You can expect many environmental groups to cheer that news, along with the thousands of protesters who marched through the streets of Tokyo on May 5 to celebrate the shutdown of the last reactor. Mainstream green groups like Greenpeace and the Sierra Club remain avowedly antinuclear. But we know this: the early closing of nuclear plants in countries like Japan and Germany is bad news for the climate, at least in the short run. Nuclear power remains the only carbon-free, base-load source of electricity, producing far more clean power than wind and solar. (In 2009 nonhydroelectric sources of renewable power supplied considerably less than 1% of global electricity.) Take existing nuclear plants off-line, and at the very least you make the very difficult goal of reducing carbon emissions that much harder.
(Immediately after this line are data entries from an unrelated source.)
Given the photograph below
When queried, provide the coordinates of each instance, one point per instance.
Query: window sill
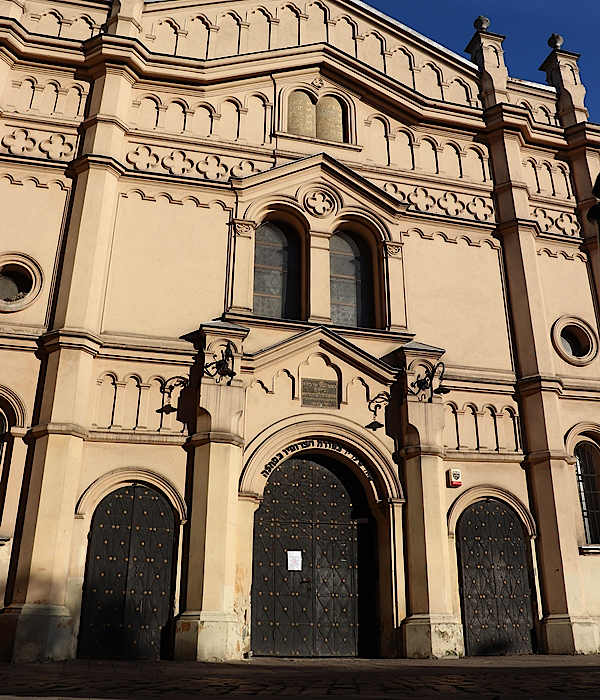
(589, 549)
(311, 139)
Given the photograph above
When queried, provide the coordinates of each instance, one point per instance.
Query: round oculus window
(574, 340)
(20, 281)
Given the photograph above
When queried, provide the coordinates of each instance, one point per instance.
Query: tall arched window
(331, 120)
(588, 482)
(351, 285)
(325, 119)
(302, 117)
(277, 272)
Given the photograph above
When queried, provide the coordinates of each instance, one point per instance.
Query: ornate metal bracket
(423, 384)
(222, 368)
(375, 405)
(167, 391)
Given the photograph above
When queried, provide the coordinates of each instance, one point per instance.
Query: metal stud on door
(304, 593)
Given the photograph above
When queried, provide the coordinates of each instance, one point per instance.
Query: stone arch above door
(112, 480)
(349, 443)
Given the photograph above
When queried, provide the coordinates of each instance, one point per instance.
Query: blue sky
(527, 24)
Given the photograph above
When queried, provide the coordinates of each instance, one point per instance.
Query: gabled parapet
(562, 72)
(486, 51)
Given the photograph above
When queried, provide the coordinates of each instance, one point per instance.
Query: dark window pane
(276, 272)
(344, 315)
(588, 477)
(272, 256)
(350, 283)
(267, 306)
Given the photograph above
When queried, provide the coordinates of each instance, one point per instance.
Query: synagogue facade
(298, 337)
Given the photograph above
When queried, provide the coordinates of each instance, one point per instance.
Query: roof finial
(482, 23)
(556, 41)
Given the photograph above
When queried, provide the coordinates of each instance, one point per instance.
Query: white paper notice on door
(294, 560)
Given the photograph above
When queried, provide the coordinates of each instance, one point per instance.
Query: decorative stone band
(557, 223)
(453, 204)
(312, 444)
(39, 144)
(190, 163)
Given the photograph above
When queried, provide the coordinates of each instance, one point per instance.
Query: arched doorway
(495, 580)
(314, 585)
(127, 591)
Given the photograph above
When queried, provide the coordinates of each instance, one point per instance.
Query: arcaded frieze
(219, 30)
(68, 20)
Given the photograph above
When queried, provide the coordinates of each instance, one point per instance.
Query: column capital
(562, 72)
(486, 51)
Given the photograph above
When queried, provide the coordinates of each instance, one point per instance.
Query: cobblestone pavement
(499, 678)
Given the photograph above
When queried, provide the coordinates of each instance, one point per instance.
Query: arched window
(587, 455)
(276, 272)
(3, 434)
(331, 121)
(325, 119)
(351, 286)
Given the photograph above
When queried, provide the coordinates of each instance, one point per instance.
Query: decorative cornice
(44, 429)
(205, 438)
(72, 339)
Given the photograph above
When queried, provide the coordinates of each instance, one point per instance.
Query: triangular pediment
(321, 186)
(321, 340)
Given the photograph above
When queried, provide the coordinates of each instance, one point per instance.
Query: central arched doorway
(128, 587)
(495, 580)
(314, 584)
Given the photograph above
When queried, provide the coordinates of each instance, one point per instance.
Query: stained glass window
(351, 286)
(276, 272)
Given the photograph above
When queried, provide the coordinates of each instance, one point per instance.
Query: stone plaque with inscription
(320, 393)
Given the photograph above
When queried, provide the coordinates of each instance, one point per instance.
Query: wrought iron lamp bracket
(221, 368)
(375, 405)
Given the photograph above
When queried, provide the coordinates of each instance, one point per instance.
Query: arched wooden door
(495, 580)
(127, 591)
(314, 578)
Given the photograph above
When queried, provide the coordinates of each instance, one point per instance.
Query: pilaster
(486, 51)
(211, 628)
(320, 273)
(37, 623)
(551, 482)
(562, 72)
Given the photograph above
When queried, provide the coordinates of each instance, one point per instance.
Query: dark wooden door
(127, 592)
(304, 591)
(496, 593)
In Japan, hard-pressed utilities have tried to replace nuclear energy with record amounts of liquefied natural gas and petroleum, which last year hit its highest level of electrical output in 10 years. The populace has pitched in as well, with extreme setsuden or energy-saving measures. But even so, Japan's business community and its government have warned that the country could face serious energy shortages this summer without nuclear power, which could dent the world's third largest economy as it struggles to bounce back from the tsunami. Without nuclear power, Japan is projected to produce an additional 180 million to 210 million tons of carbon emissions this fiscal year compared with 1990, wiping out much of the improvements the country made over the past few years as it worked to meet its carbon-cutting commitments under the Kyoto Protocol. "We must think ahead to the impact on Japan's economy and people's lives if all nuclear reactors stopped," said Yoshito Sengoku, the deputy policy chief of the ruling Democratic Party of Japan. "Japan, could, in some sense, be committing mass suicide."
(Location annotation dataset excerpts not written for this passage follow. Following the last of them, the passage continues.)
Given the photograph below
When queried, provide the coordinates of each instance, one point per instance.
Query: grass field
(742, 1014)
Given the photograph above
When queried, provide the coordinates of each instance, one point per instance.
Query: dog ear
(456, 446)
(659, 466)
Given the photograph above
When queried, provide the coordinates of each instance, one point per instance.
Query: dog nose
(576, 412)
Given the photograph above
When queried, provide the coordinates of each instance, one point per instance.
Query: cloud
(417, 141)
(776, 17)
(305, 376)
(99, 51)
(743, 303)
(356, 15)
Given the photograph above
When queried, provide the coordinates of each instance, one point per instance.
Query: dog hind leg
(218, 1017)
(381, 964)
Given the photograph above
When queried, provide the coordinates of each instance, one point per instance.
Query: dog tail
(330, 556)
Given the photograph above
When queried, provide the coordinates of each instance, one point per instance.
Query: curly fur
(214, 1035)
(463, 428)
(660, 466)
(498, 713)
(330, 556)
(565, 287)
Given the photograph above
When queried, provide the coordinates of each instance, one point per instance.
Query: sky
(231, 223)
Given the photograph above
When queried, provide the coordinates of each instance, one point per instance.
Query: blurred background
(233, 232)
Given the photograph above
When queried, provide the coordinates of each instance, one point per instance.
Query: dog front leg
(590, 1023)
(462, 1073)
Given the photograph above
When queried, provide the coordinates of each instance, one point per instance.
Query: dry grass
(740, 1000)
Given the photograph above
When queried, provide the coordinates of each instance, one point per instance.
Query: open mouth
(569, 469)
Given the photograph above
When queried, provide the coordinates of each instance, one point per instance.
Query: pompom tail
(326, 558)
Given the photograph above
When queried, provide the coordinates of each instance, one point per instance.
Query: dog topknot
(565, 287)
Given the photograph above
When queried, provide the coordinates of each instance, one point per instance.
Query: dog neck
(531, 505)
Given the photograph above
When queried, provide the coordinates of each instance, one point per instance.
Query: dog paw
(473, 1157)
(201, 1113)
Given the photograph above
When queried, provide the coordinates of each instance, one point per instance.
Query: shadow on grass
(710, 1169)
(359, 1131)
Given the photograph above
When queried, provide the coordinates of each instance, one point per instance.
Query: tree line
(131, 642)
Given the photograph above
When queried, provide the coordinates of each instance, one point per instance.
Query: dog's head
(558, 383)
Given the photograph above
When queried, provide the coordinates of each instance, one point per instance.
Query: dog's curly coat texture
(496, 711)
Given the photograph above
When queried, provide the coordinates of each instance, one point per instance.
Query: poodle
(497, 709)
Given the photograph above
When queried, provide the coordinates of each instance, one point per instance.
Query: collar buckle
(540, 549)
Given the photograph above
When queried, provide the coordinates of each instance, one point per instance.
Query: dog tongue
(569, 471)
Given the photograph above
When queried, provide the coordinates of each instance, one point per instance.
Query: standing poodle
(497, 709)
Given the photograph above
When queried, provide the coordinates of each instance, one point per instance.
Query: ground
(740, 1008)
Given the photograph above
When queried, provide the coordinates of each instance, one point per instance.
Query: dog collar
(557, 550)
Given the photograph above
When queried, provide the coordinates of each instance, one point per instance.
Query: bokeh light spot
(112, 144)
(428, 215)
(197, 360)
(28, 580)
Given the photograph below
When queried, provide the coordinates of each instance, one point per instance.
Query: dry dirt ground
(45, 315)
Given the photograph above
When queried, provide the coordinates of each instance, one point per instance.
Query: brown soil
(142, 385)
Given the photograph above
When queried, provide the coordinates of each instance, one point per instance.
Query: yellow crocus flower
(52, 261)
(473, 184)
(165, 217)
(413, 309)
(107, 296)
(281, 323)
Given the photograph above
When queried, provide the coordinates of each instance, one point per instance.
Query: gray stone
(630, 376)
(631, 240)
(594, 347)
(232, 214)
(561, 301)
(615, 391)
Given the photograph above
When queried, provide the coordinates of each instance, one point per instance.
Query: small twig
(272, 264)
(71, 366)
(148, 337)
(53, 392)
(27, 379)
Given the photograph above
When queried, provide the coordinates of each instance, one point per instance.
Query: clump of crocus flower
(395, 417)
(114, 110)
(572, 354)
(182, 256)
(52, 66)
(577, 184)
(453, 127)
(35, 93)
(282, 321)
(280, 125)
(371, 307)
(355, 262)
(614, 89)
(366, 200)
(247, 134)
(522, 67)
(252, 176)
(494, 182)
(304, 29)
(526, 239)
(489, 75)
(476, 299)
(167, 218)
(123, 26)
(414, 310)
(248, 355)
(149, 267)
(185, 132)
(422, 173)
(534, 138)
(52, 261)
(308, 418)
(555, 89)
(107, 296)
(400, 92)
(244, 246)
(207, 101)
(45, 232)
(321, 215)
Getting by nuke-free is possible. Germany has already built up a world-leading renewable energy sector, so that country is better prepared for a future without atoms. And even though it's been replacing some of its nuclear energy with natural gas — a fossil fuel, albeit a relatively clean one — last year Germany saw its greenhouse-gas emissions fall 2% compared with 2010. But even as Germany closes its nuclear plants early, it's still building new coal plants, some of which will go to replace that carbon-free atomic power. Supporters say those coal plants were already in the pipeline and are just a speed bump on the way to a 100% green grid, but in the short term, trading nuclear power for coal is a loss for the climate and for the most wicked policy problem in the world: decarbonizing energy.

I'm not writing this to defend nuclear power. We appear to have been really lucky with Fukushima, and the fact that a meltdown could happen in a technologically advanced country like Japan is a chilling thought, especially as new atomic plants spring up in developing countries. More to the point, the citizens of a free country should be able to choose where their electricity comes from, and if the public decides that nuclear power isn't worth the risks — as they have in Germany and perhaps Japan as well — so be it. The antinuclear movement in Japan, in particular, is a triumph of citizen activism in a county in which industry and government have generally been allowed to do whatever they want. But it's telling that it was the often hyped fear of nuclear power more than global warming that energized the public. Because if climate change really was perceived as the biggest environmental threat in the world, people in Tokyo and Berlin would be marching through the streets to keep those nuclear plants open — and end coal power immediately.